In Smalltalk, you can only return from a method context once.
This has two purposes.  One is to improve execution speed,
because by nilling out back-pointers you can cause contexts
to become garbage faster and so can free up memory faster.
I have never seen any statistics about whether this really
helps, so perhaps it doesn't.   The other is to catch errors,
since most times you try to return twice from the same method
context, it is an error.  Maybe you could hack the VM so that
you can return multiple times from the same method context
and then this objection would go away.

>3. independent of implementation. Some dialects
>provide direct access to the sender and home pointers
>upon which ^ depends; others don't. The meaning
>of continuations is fixed across Scheme implementations.
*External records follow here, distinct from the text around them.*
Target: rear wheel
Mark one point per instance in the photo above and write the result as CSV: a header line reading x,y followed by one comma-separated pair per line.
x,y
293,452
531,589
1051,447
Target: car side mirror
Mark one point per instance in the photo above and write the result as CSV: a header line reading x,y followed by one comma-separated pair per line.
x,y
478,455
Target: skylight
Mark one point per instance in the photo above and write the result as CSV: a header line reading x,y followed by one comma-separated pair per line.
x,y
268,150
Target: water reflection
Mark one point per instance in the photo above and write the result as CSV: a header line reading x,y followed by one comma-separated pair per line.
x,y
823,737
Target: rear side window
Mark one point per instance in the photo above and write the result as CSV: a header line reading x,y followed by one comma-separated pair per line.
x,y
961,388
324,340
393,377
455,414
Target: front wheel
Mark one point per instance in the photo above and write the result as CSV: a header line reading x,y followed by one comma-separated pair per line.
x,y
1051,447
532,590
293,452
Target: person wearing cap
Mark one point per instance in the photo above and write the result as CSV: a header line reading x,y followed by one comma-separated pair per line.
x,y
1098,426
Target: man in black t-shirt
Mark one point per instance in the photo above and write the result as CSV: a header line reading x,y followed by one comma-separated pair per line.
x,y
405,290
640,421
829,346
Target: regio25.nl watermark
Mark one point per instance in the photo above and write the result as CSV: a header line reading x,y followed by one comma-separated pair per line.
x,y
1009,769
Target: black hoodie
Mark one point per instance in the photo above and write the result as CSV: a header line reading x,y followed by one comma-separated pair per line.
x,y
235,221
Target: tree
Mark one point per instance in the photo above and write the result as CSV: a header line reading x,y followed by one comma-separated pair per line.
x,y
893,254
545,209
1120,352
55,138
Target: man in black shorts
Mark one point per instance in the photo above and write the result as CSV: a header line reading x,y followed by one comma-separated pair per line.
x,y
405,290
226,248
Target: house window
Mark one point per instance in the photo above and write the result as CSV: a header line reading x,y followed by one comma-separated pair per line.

All you are saying is that Smalltalk's reflective facilities
are not standard.  Accessing the sender and home is like
being able to treat compiled methods as objects, it is just
a reflective facility of Smalltalk.  

>4. mathematically clean, since they're very closely related
>to the continuations in denotational semantics. ^ is, as far 
>as I know, unique to Smalltalk.

Sam Kamin wrote a denotation semantics of Smalltalk at least
half a dozen years ago.  I think it was published at POPL.
That was where I learned that return is just a special case
of a continuation.  Continuations are amusing, but in fact
normal continuations are pretty confusing to people learning
the language.  At the time I was struck by the thought that
Smalltalk's return was a pretty good comprimise between power
and ease of understanding.  I haven't thought about that much
until now, but I still feel that way.